One order directs the Department of Housing and Urban Development to review the Trump administration’s repeal of the Affirmatively Furthering Fair Housing Rule, a plan to tackle housing discrimination and segregation. Put in place by President Barack Obama’s administration, the rule required cities and towns to examine their housing patterns for racial bias, report the findings and set goals for addressing segregation.

The second order directs the Department of Justice to phase out the use of private prisons, which hold about 14,000 of the 2 million people incarcerated in the U.S.

“To decrease incarceration levels, we must reduce profit-based incentives to incarcerate by phasing out the federal government’s reliance on privately operated criminal detention facilities,” Biden’s order said.

The bishops said repealing the Trump administration’s rule on housing “is a step in the right direction to restoring needed protections against housing discrimination.”

The Trump rule minimized the responsibility of the federal government to promote fair housing, their statement said. “The federal government has a critical role to play in overcoming and redressing our nation’s history of discrimination, and we hope the administration follows through on the important work of promoting fair housing and human dignity,” they said.

Housing and Urban Development Secretary Ben Carson announced July 23, 2020, his agency was replacing the Obama-era regulation with a new fair housing rule called “Preserving Community and Neighborhood Choice.”

He said at the time the 2015 rule “proved to be complicated, costly and ineffective” and forced communities “to comply with complicated regulations that require hundreds of pages of reporting.”

Civil rights advocates made the repeal of the Trump administration rule a priority during the presidential election campaign.

Regarding private prisons, the bishops said the USCCB has “long questioned the efficacy of private companies running prisons, and this step is a positive development in criminal justice reform.”

“We encourage the administration to consider similar policies in the future regarding civil immigrant detention facilities,” they added.

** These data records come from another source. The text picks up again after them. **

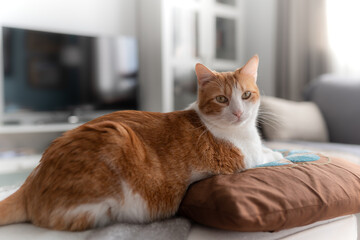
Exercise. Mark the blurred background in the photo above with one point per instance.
(64, 62)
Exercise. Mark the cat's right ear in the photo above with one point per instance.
(204, 75)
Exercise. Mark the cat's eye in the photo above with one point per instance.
(246, 95)
(221, 99)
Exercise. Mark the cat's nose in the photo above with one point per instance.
(237, 114)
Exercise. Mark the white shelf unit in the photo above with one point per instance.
(45, 128)
(183, 33)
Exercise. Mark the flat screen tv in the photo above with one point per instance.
(52, 73)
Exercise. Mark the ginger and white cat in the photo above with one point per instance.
(134, 166)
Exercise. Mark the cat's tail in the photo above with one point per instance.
(12, 209)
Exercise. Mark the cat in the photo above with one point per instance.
(133, 166)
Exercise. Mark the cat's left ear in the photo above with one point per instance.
(250, 68)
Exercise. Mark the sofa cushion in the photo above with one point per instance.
(277, 197)
(284, 120)
(338, 99)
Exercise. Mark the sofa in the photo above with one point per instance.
(327, 122)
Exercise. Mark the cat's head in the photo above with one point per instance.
(228, 98)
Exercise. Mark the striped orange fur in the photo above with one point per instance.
(135, 166)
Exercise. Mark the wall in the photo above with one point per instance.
(260, 38)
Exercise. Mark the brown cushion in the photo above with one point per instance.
(277, 197)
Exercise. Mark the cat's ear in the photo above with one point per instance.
(250, 68)
(204, 75)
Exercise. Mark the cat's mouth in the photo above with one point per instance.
(237, 121)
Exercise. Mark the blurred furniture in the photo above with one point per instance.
(184, 33)
(338, 99)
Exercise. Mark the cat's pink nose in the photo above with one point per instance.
(237, 114)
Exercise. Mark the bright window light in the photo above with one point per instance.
(343, 18)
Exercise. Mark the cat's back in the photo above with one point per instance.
(148, 125)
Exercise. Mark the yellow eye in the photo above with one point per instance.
(246, 95)
(221, 99)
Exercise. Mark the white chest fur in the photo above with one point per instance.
(247, 140)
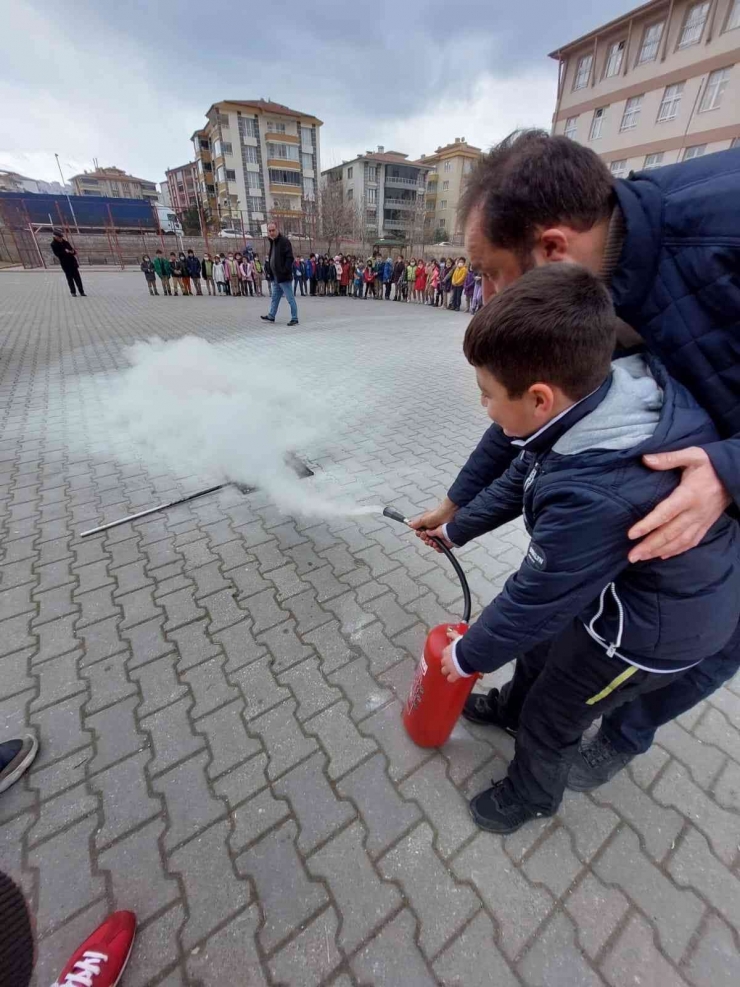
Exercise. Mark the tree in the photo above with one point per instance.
(190, 221)
(337, 216)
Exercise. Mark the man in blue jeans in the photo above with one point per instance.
(665, 243)
(280, 262)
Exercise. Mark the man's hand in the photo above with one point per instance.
(448, 666)
(431, 520)
(680, 521)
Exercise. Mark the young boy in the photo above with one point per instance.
(588, 630)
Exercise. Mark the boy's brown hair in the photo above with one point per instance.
(555, 324)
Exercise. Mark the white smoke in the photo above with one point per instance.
(187, 403)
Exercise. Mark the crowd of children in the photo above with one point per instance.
(445, 283)
(232, 274)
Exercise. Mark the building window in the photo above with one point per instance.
(288, 152)
(650, 43)
(614, 58)
(693, 27)
(671, 102)
(597, 124)
(583, 72)
(282, 177)
(733, 20)
(653, 161)
(631, 113)
(716, 85)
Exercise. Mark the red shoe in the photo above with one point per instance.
(102, 958)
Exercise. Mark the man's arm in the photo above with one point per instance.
(578, 546)
(710, 482)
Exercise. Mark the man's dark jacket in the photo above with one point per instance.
(677, 284)
(281, 258)
(579, 498)
(59, 249)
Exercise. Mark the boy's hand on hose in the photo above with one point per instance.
(427, 535)
(448, 666)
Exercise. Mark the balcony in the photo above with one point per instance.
(391, 182)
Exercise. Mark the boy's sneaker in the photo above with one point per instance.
(596, 762)
(102, 957)
(486, 709)
(500, 810)
(16, 756)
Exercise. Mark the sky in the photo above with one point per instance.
(127, 82)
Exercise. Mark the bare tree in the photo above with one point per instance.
(338, 217)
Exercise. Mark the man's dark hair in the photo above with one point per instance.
(555, 324)
(531, 180)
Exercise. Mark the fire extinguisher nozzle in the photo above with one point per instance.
(395, 515)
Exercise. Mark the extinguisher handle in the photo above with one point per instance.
(460, 575)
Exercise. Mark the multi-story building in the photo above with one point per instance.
(658, 85)
(257, 160)
(182, 185)
(445, 183)
(387, 191)
(114, 182)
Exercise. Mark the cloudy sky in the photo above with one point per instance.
(128, 81)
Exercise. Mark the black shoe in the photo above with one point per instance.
(501, 810)
(596, 763)
(487, 710)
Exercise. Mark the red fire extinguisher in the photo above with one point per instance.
(434, 704)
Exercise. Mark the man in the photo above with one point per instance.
(67, 257)
(665, 242)
(280, 266)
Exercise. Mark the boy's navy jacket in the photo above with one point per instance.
(677, 284)
(580, 493)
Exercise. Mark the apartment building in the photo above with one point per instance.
(257, 160)
(182, 186)
(387, 191)
(450, 166)
(660, 84)
(114, 182)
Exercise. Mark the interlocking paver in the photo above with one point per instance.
(224, 665)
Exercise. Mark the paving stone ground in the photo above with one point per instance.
(217, 691)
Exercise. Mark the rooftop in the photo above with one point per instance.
(646, 8)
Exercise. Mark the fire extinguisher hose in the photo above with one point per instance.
(395, 515)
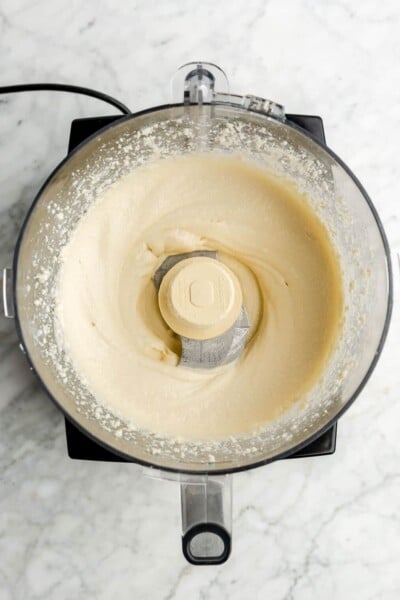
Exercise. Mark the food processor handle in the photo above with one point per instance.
(206, 502)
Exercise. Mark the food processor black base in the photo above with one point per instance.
(80, 446)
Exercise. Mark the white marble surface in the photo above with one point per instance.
(306, 529)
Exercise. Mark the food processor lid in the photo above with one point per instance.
(207, 83)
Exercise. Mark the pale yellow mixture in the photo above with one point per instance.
(269, 238)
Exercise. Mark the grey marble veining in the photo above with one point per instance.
(305, 529)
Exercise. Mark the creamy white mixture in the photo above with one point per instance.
(107, 305)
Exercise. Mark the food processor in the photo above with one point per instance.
(204, 117)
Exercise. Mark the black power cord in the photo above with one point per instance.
(61, 87)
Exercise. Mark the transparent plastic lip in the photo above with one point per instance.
(245, 465)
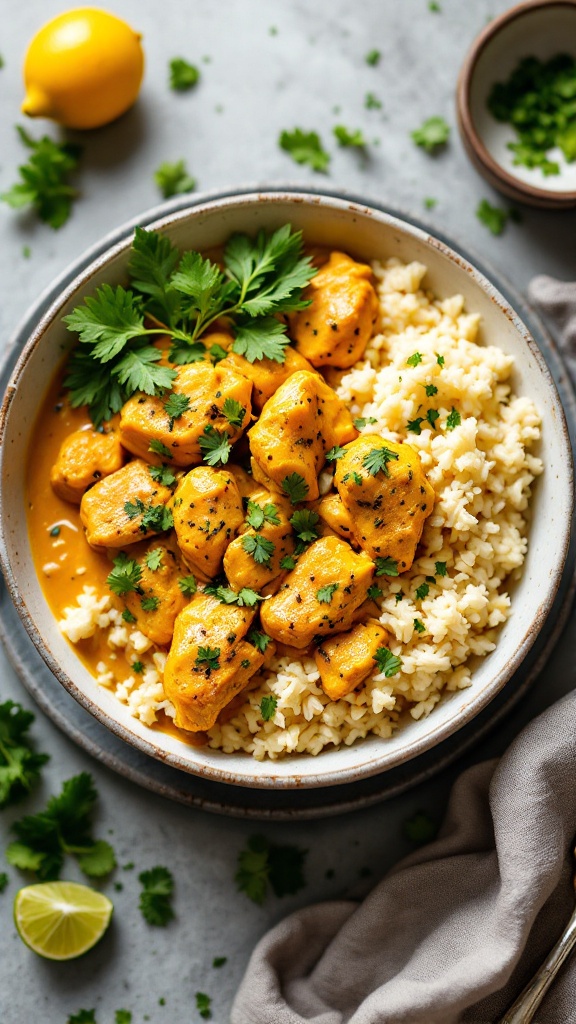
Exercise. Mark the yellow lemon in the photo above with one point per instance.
(82, 69)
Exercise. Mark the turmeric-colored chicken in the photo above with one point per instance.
(320, 595)
(207, 510)
(125, 507)
(84, 458)
(253, 559)
(217, 399)
(210, 659)
(346, 659)
(384, 489)
(297, 426)
(159, 598)
(335, 329)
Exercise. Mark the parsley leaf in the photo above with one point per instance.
(493, 217)
(259, 640)
(214, 445)
(295, 486)
(203, 1004)
(432, 134)
(386, 566)
(269, 704)
(304, 147)
(234, 412)
(208, 656)
(19, 765)
(324, 595)
(64, 827)
(258, 514)
(454, 420)
(376, 461)
(263, 863)
(188, 585)
(45, 179)
(156, 897)
(386, 662)
(173, 179)
(182, 75)
(125, 576)
(260, 548)
(347, 137)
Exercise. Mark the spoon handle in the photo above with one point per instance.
(528, 1001)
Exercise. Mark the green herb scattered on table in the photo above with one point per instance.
(183, 294)
(173, 179)
(182, 75)
(64, 827)
(263, 863)
(432, 134)
(19, 764)
(539, 101)
(156, 897)
(44, 183)
(305, 147)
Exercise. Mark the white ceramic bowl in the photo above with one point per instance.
(370, 233)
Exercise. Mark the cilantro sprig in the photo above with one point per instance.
(182, 294)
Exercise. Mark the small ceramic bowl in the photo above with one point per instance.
(537, 28)
(371, 233)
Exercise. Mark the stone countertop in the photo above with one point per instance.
(265, 66)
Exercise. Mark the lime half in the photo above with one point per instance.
(60, 920)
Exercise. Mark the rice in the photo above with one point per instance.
(482, 469)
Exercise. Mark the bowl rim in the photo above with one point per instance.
(515, 185)
(160, 218)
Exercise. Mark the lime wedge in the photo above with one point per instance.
(60, 920)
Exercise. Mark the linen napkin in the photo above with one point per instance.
(452, 934)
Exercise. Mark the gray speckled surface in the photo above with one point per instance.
(263, 83)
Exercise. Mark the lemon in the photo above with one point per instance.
(60, 920)
(82, 69)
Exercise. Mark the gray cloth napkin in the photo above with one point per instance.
(452, 934)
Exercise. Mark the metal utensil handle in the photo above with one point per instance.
(528, 1001)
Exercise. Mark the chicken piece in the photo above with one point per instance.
(159, 598)
(345, 660)
(209, 660)
(266, 375)
(385, 492)
(243, 567)
(335, 329)
(145, 418)
(320, 595)
(207, 510)
(331, 510)
(297, 426)
(125, 507)
(85, 456)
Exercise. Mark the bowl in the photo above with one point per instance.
(537, 28)
(368, 231)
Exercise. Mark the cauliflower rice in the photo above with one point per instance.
(482, 471)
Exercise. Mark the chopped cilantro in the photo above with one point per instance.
(182, 75)
(173, 178)
(260, 548)
(432, 134)
(386, 662)
(295, 486)
(304, 147)
(156, 896)
(376, 461)
(324, 595)
(269, 705)
(188, 585)
(454, 420)
(386, 566)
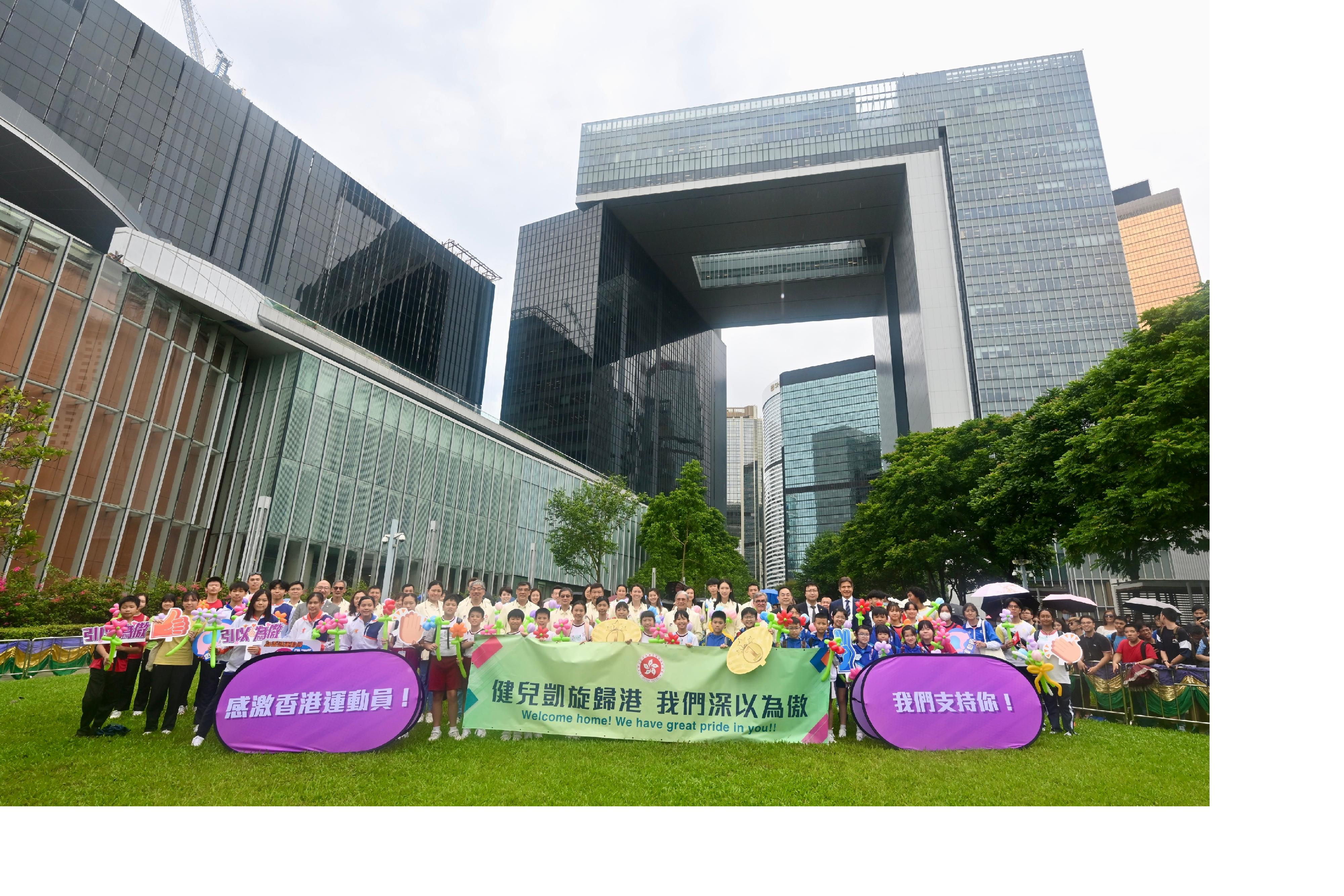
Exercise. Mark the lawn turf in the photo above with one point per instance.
(1107, 764)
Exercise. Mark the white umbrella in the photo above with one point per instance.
(998, 589)
(1070, 602)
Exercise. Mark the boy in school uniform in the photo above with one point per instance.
(716, 637)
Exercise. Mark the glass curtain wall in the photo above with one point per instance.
(142, 390)
(341, 457)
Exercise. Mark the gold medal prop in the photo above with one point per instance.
(618, 631)
(751, 651)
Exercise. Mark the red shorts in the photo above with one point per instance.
(444, 675)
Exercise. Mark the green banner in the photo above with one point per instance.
(644, 692)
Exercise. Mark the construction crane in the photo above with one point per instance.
(192, 18)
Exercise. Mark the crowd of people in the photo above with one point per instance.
(154, 679)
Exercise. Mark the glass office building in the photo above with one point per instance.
(831, 444)
(607, 360)
(745, 487)
(212, 430)
(106, 124)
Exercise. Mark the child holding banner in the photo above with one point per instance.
(446, 679)
(259, 612)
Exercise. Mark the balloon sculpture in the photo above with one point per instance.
(385, 631)
(459, 632)
(333, 628)
(115, 632)
(214, 624)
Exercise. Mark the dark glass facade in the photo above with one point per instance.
(831, 448)
(214, 175)
(608, 362)
(1042, 270)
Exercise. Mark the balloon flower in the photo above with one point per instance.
(459, 631)
(385, 631)
(835, 651)
(115, 632)
(1040, 666)
(862, 610)
(198, 623)
(334, 629)
(216, 623)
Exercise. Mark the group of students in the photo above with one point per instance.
(154, 679)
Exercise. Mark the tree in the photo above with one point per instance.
(1138, 475)
(689, 541)
(1115, 464)
(825, 563)
(580, 524)
(25, 425)
(919, 524)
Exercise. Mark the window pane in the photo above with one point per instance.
(130, 546)
(100, 543)
(58, 338)
(149, 477)
(89, 475)
(41, 252)
(124, 463)
(115, 385)
(19, 322)
(65, 434)
(169, 394)
(65, 551)
(77, 273)
(147, 377)
(89, 352)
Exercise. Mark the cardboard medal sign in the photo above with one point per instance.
(411, 628)
(1066, 648)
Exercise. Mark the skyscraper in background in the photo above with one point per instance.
(106, 124)
(1158, 248)
(831, 446)
(967, 213)
(773, 483)
(745, 472)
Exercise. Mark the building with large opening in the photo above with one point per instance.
(968, 213)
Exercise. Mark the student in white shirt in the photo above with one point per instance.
(357, 631)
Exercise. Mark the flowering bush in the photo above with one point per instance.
(64, 601)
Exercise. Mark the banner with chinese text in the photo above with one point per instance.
(644, 692)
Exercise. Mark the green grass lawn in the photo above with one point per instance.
(1107, 764)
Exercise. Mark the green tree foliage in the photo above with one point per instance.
(825, 565)
(689, 541)
(580, 524)
(25, 426)
(1115, 464)
(919, 524)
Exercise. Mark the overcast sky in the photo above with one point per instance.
(466, 116)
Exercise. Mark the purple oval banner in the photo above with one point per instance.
(947, 703)
(347, 702)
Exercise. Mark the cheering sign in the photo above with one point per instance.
(241, 635)
(135, 632)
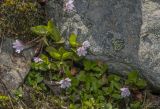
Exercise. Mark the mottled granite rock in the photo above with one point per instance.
(13, 67)
(124, 33)
(149, 48)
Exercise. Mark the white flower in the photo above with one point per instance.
(86, 44)
(18, 46)
(68, 5)
(65, 83)
(81, 51)
(125, 92)
(37, 59)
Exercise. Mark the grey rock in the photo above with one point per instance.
(149, 48)
(13, 67)
(124, 33)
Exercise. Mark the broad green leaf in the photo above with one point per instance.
(109, 106)
(67, 55)
(133, 76)
(53, 31)
(116, 96)
(61, 41)
(53, 53)
(113, 78)
(82, 76)
(61, 51)
(73, 40)
(141, 83)
(40, 30)
(45, 40)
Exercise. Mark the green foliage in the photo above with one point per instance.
(17, 16)
(91, 85)
(48, 31)
(73, 40)
(34, 79)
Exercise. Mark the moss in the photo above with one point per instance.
(118, 44)
(17, 16)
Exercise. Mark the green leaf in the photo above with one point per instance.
(133, 76)
(53, 31)
(40, 30)
(53, 53)
(116, 96)
(82, 76)
(113, 78)
(67, 55)
(61, 51)
(135, 105)
(141, 83)
(73, 40)
(109, 106)
(61, 41)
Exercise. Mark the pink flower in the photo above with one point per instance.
(68, 5)
(65, 83)
(18, 46)
(37, 59)
(81, 51)
(125, 92)
(86, 44)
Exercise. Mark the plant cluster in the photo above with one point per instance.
(75, 82)
(82, 83)
(17, 16)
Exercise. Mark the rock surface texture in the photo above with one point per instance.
(124, 33)
(13, 67)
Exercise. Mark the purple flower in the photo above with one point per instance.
(65, 83)
(81, 51)
(125, 92)
(68, 6)
(18, 46)
(86, 44)
(37, 59)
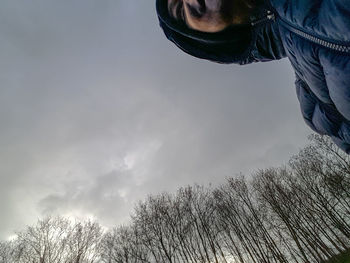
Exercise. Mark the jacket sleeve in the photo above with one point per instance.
(268, 44)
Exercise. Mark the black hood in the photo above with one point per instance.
(239, 44)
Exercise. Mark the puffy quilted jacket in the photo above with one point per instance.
(316, 37)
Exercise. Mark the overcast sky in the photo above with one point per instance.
(98, 110)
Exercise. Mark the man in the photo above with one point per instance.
(313, 34)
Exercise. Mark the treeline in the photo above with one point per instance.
(297, 213)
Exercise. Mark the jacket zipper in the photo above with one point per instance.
(314, 39)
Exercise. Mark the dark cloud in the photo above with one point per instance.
(98, 110)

2 thoughts on “Bishops Support Biden’s Racial Equity Orders Related to Housing, Prisons

  1. The USCCB’S support of Biden’s position on equity with respect to housing and prisons is certainly praiseworthy.On the other hand they should extended commentary on their view of equity,as Biden proposes,to be pursued across all branches of government.Language and words matter and to extricate words uncritically from the context in which they were intended opens up a plethora of opportunities for distortions and misuse.All those who maintain this was the case with the 14th ammendment being used to turn “equal protection under the law” into some new fuzzy and new absolute right to abortion are well aware of the slippery slope of “word substitution”.It is nowhere maintained in the Declaration of Independence or our Constitution that “equity” is the right of all men but rather “equality” is.While equity was widely used as a principle in jurispudence,it was not used in our documents to define fundamental rights.So let’s be careful of this encroaching new trend of “word exchange and substitution”,words that sound alike and resemble one another can have profound differences of nuance and meaning when it comes to the foundational principles of our Anerican Republic.